(urth) (no subject)

Thomas Bitterman tom at bitterman.net
Wed Jan 19 13:44:36 PST 2011


On Wed, Jan 19, 2011 at 3:43 PM, James Wynn <crushtv at gmail.com> wrote:

>
>
> Thomas Bitterman-
>
> It is entirely possible that the atomic bombs were not the cause of
> Japanese surrender.  Some Japanese principals have denied that the bombs
> were a major factor, citing instead the Russian invasion.

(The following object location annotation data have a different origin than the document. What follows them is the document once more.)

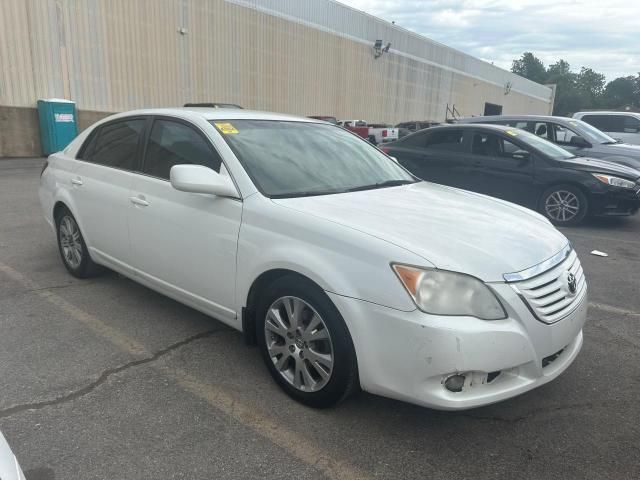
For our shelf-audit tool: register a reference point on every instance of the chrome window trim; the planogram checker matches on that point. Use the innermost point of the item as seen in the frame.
(540, 268)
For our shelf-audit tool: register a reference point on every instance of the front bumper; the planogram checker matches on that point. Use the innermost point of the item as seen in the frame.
(408, 355)
(616, 202)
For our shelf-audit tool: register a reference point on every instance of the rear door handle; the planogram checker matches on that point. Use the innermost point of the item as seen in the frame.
(139, 200)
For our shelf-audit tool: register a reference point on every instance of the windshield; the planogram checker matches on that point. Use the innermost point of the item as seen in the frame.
(546, 147)
(591, 133)
(291, 159)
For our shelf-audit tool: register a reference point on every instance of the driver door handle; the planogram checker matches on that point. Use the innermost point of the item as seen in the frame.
(139, 200)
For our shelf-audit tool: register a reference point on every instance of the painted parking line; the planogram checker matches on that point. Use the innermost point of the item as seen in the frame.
(246, 414)
(611, 309)
(120, 340)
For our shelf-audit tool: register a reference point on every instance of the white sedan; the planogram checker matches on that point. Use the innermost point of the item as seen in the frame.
(9, 466)
(345, 270)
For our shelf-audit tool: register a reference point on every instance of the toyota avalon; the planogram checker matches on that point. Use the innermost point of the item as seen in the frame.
(346, 270)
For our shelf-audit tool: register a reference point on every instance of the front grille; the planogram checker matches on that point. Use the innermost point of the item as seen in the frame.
(549, 296)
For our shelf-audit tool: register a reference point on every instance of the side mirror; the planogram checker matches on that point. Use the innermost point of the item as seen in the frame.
(521, 155)
(578, 141)
(199, 179)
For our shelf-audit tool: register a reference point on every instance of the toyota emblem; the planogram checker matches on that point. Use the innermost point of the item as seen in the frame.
(572, 283)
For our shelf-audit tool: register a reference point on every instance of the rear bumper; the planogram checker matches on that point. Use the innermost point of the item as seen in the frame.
(409, 355)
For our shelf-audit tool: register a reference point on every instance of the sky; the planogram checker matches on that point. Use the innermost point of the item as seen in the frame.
(603, 35)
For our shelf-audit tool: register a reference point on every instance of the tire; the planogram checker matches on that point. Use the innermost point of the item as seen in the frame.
(564, 205)
(72, 247)
(291, 352)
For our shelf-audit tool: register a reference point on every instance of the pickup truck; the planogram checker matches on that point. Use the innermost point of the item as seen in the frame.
(381, 133)
(359, 127)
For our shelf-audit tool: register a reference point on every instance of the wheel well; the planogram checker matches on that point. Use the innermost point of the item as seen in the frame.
(57, 209)
(570, 184)
(257, 287)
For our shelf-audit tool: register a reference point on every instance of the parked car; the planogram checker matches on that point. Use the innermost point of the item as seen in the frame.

In any case,
> invasion wasn't the only other option - a blockade along with continued
> bombing was also an option, and would have almost certainly succeeded
> (albeit more slowly).
>
>
> As in North Korea?
>

Japan was not connected to a much larger country that was actively
supporting it.  Also, we have not continued bombing North Korea in the
manner we would have continued bombing Japan in the scenario I actually
presented.  Japan had no oil and was busy starving.


> Do you really think we could have pulled off such a blockade during the
> Cold War with China and the Soviet Union right off of Japan's coast?
>

Why not?  What were China and the Soviet Union going to do?  Run the
blockade because they liked Japan so much?


> I think the idea that the bombing wasn't THE factor in the surrender is
> extremely wishful thinking.
>

Yet that is what is maintained by several people who should know - people
who were directly involved in the decision.  Perhaps they are unreliable,
but that could be true of anybody.


> There was likely a  Japanese ministers or two who thought privately that
> surrender would be a good idea. But the military and emperor called the
> shots.  If the Japanese didn't surrender after the loss of Okinawa, it is
> improbable that they would have capitulated to the loss of some small
> islands (which the Soviets didn't take until after Hiroshima). And anyway,
> they didn't surrender after the loss of those islands. They surrendered
> after Nagasaki.
>

The Soviets invaded Manchuria (a sizeable land area, not some small islands)
right about the same time as Nagasaki.  Again, Wikipedia with the info.